By the time King Muyeol was able to gain the support of Emperor Gaozong of Tang China to conquer Baekje. King Uija had led Baekje into demise as his parties and dissipation caused neglect for state affairs. In 660, Kim Yu-sin of Silla set out with fifty-thousand troops to rendezvous with the Tang army (size about: 122,711 to 130,000 men) which was being shipped over the sea. When King Uija heard of this crisis, he had already lost support from his ministers and only managed to rally five thousand men. He quickly appointed General Kyebaek as the commander of the armed forces, and sent him out to face Kim Yu-sin in battle.

The Baekje army arrived at Hwangsanbeol first. Kyebaek set up camp and rallied his troops with a heroic speech. He reminded the soldiers of the armies of antiquity when Goujian defeated an allegedly seven hundred-thousand force with a mere five thousand. With this speech, the Baekje forces regained their strength, and prepared for battle with the Silla forces.

Kim Yu-sin soon arrived, and the Silla forces attempted a full attack on the Baekje forces. However, fighting to the death, the Baekje forces soon repelled the enemy, repulsing them five times. The Silla forces gradually lost morale, and the General Kim Pumil sent his young son and Hwarang, Gwanchang, to single-handedly go out and fight the enemy. Gwanchang was captured by the Baekje forces at first and was released by Kyebaek. The young hwarang then returned to the Silla base only to once again charge out at the enemy. Kyebaek captured him once more, and because he respected his young enemy, he executed Gwanchang and sent his body to the Silla base.

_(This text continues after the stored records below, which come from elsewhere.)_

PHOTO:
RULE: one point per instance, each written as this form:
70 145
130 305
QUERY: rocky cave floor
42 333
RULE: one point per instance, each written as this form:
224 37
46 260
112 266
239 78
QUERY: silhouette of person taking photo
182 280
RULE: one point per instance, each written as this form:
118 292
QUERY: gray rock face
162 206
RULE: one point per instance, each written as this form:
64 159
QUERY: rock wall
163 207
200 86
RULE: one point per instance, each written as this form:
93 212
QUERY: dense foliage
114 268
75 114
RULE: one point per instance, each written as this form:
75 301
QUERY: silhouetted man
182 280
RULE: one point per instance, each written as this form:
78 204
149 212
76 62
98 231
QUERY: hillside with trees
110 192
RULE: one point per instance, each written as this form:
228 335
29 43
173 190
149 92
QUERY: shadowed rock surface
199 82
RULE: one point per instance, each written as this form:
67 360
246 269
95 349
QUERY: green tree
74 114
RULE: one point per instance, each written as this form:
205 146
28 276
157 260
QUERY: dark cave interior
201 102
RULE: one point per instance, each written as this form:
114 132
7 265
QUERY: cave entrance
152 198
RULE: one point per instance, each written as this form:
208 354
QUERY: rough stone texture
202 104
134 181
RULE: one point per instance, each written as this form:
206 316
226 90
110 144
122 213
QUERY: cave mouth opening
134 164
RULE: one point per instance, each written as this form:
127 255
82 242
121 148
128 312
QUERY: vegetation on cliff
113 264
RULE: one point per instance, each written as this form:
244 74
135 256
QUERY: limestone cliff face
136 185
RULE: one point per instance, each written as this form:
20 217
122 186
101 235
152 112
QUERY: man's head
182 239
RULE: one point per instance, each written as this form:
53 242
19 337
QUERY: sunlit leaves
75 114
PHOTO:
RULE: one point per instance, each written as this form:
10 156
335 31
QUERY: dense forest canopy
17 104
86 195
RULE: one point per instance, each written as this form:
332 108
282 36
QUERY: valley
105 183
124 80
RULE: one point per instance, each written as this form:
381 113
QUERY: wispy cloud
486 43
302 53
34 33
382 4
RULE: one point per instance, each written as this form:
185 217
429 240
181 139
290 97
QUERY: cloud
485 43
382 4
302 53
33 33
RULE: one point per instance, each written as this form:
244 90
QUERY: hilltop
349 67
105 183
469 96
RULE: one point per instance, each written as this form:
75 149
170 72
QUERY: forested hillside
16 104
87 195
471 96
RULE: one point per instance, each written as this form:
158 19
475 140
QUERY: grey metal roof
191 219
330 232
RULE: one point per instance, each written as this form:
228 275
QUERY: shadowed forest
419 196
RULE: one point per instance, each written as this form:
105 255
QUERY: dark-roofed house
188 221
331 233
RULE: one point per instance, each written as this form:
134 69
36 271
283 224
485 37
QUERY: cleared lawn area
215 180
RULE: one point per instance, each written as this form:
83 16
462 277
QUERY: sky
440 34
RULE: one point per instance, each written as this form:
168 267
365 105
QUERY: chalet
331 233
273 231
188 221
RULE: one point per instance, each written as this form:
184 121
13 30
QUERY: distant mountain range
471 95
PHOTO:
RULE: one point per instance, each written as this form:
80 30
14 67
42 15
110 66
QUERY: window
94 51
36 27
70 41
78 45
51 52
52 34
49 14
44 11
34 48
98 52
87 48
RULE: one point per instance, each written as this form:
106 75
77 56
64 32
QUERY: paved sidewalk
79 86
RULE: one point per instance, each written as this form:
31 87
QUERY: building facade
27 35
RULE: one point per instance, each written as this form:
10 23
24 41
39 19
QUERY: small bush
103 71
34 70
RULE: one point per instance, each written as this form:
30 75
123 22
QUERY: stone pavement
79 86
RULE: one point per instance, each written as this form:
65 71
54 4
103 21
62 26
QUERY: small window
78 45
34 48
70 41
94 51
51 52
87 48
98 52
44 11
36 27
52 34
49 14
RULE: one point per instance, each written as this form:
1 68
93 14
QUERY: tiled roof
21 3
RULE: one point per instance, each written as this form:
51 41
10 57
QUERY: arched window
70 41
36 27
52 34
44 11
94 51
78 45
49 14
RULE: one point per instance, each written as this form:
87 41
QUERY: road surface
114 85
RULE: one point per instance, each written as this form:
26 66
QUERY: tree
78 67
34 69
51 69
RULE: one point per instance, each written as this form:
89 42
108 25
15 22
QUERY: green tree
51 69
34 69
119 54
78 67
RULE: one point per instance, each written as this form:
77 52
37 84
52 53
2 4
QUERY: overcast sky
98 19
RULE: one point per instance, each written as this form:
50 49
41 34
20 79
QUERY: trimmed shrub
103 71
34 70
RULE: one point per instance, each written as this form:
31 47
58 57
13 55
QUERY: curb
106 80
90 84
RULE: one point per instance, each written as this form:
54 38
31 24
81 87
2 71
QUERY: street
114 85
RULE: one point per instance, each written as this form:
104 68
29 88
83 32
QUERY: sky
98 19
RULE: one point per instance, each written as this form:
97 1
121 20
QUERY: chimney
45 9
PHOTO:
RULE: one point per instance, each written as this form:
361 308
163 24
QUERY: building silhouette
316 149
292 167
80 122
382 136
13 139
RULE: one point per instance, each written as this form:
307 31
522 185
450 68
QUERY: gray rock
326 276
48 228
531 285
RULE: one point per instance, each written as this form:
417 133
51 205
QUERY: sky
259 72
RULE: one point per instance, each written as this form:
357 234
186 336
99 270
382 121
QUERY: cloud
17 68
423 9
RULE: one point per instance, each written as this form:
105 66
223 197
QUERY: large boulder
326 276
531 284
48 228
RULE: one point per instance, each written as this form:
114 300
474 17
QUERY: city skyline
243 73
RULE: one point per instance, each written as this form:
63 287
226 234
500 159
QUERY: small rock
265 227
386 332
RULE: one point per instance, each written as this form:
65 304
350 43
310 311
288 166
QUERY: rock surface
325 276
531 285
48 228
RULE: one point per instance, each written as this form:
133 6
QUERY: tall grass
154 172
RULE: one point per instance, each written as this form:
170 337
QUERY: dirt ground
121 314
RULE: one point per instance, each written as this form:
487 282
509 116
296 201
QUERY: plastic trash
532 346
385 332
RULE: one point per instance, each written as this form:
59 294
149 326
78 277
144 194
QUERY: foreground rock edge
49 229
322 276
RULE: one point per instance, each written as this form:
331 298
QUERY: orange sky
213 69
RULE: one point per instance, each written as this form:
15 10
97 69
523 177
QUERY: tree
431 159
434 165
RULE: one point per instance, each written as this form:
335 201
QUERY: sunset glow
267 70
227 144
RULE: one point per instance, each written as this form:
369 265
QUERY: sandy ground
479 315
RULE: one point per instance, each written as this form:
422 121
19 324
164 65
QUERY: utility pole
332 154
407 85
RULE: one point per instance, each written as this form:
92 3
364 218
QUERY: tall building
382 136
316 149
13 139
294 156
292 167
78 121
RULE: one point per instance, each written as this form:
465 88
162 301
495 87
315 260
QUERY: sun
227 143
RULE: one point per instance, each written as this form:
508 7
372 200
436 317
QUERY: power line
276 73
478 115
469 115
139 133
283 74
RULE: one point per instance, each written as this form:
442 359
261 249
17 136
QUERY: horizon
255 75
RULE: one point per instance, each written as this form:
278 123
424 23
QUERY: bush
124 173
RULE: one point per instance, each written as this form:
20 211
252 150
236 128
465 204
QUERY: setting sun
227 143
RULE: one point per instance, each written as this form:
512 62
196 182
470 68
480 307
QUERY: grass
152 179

Through Gwanchang's martyrdom, the Silla forces' morale returned and Kim Yu-sin ordered a full attack on the dwindling Baekje forces. In the end, Kim Yu-sin's Silla forces won and Kyebaek died in battle. Kim later stated that his enemy was a man of honor and bravery.

Baekje soon fell when Kim Yu-Sin and the Tang general Su Dingfang surrounded Gongju and King Uija surrendered.

==Modern depiction==
The Korean comedy war film about this battle, called Once Upon a Time in a Battlefield, stars Park Joong-hoon and Jung Jin-young. The Korean Dramas Gyebaek (TV series) and Queen Seondeok (TV series) touch on the lives of Kim Yu-sin and Kyebaek leading to the war and eventual fall of Baekje.

During the Baekje festival held in Buyeo and elsewhere, there was a re-enactment of the battle in 2008, performed at the park in Nonsan along the river.